Он нуждался в ком-то! Поднялся по лестнице пансиона и вспомнил раньше других Сеабру и Абилио. Встретиться с Зе Марией ему не хватало смелости, конечно, друг догадался о том, что произошло. Он нуждался в сочувствующем слушателе. Таким был Абилио.

Жулио постучал в его дверь. Абилио, изумленный, остался сидеть на своем стуле, увидев порывисто вошедшего Жулио, и не осмелился задать ему ни единого вопроса. Он догадался, что с тем случилось что-то удивительное или страшное, и боялся выяснения. Но постепенно Жулио начал успокаиваться. Он сидел на сундуке, его руки, державшие сигарету, стали более спокойными. Меланхолия вселилась в эту комнату, только что погрузившуюся в сумерки. Сейчас, когда повседневная жизнь вновь овладевала им, беспокойство рассеивалось, и Жулио начинал чувствовать ничем не объяснимое разочарование, чувствовать себя смешным, осторожным и недоверчивым, и все это заставляло его молчать. Абилио был частью искусственной среды. Он был посторонним. Но, быть может, он в конце концов откроет ему свою тайну.


— Знаешь, Абилио, я пришел, чтобы сказать тебе нечто такое, что тебя совершенно не интересует и что не имеет ничего необычного, так оно естественно или таким естественным оно должно быть. Но случившееся имеет свое значение, придаваемое ему обществом, в котором мы живем. Я и Мариана… Понимаешь? Меня мучило бы, если бы я не излил свою душу кому-нибудь.

Абилио взглянул на Жулио. Он увидел изменившегося, незнакомого Жулио. Сначала он не понял его, но, когда уловил смысл недомолвок и прежде всего, почему выбор Жулио пал на него как на доверительное лицо, то содрогнулся. Это он, Жулио, искал его! Он!

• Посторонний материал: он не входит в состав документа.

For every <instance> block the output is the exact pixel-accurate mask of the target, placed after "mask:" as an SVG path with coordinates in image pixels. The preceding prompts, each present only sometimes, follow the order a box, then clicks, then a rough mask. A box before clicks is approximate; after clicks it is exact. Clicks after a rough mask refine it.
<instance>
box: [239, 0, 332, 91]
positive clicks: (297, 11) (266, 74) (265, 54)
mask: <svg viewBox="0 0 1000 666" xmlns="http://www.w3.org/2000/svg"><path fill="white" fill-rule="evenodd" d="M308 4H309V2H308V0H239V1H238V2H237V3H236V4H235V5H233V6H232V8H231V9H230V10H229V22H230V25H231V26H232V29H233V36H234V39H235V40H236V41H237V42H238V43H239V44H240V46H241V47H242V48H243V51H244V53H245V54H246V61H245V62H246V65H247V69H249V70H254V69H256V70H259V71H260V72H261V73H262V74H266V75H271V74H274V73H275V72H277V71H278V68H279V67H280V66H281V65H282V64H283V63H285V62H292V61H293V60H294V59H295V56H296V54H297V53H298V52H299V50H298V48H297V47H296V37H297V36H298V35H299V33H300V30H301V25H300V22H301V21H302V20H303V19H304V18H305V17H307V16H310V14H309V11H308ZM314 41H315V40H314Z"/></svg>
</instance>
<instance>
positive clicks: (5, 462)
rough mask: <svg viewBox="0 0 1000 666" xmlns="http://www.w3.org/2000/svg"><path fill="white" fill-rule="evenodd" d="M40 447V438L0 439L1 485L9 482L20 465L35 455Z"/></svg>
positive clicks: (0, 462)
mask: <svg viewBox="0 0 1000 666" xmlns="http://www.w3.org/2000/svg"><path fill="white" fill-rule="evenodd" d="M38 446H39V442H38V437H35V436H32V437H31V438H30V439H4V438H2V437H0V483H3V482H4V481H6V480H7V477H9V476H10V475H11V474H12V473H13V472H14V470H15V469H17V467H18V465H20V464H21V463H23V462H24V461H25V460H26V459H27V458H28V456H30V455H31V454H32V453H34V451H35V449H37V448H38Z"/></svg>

Оставшись один, Абилио растянулся на кровати. Он хотел запечатлеть эмоциональную атмосферу этого дня. И хотя откровение Жулио было для него самым важным, другие события, случайные и менее значительные, напоминали о себе. Было странно, что даже те, кого обычно не очень влекло к общению с ним, раскрывали ему наименее доступные стороны своей личности. Еще недавно поэт Аугусто Гарсия, встретив его в городском парке, где он занимался, пригласил его к себе домой. Абилио не совсем понял причину такого приглашения. Быть может, поэт, постоянно ищущий и ревностно относящийся к очарованию, которое он производил на молодых, давно уже заметил, что острота его шуток не производила впечатления на Абилио и что он не копировал его идеи, а также едкие замечания, как это случалось с другими; поэтому он хотел подействовать на него чем-то необычным. Поэт обитал в небольшой квартирке на одной из крайних улиц университетского квартала, и никому до сих пор не удалось выяснить, какое родство или отношения связывали его со средних лет женщиной, мрачной и жестокой, захлопывающей дверь перед носом тех, кто стремился проникнуть к нему в дом. Кто-то даже окрестил ее «пантерой муз».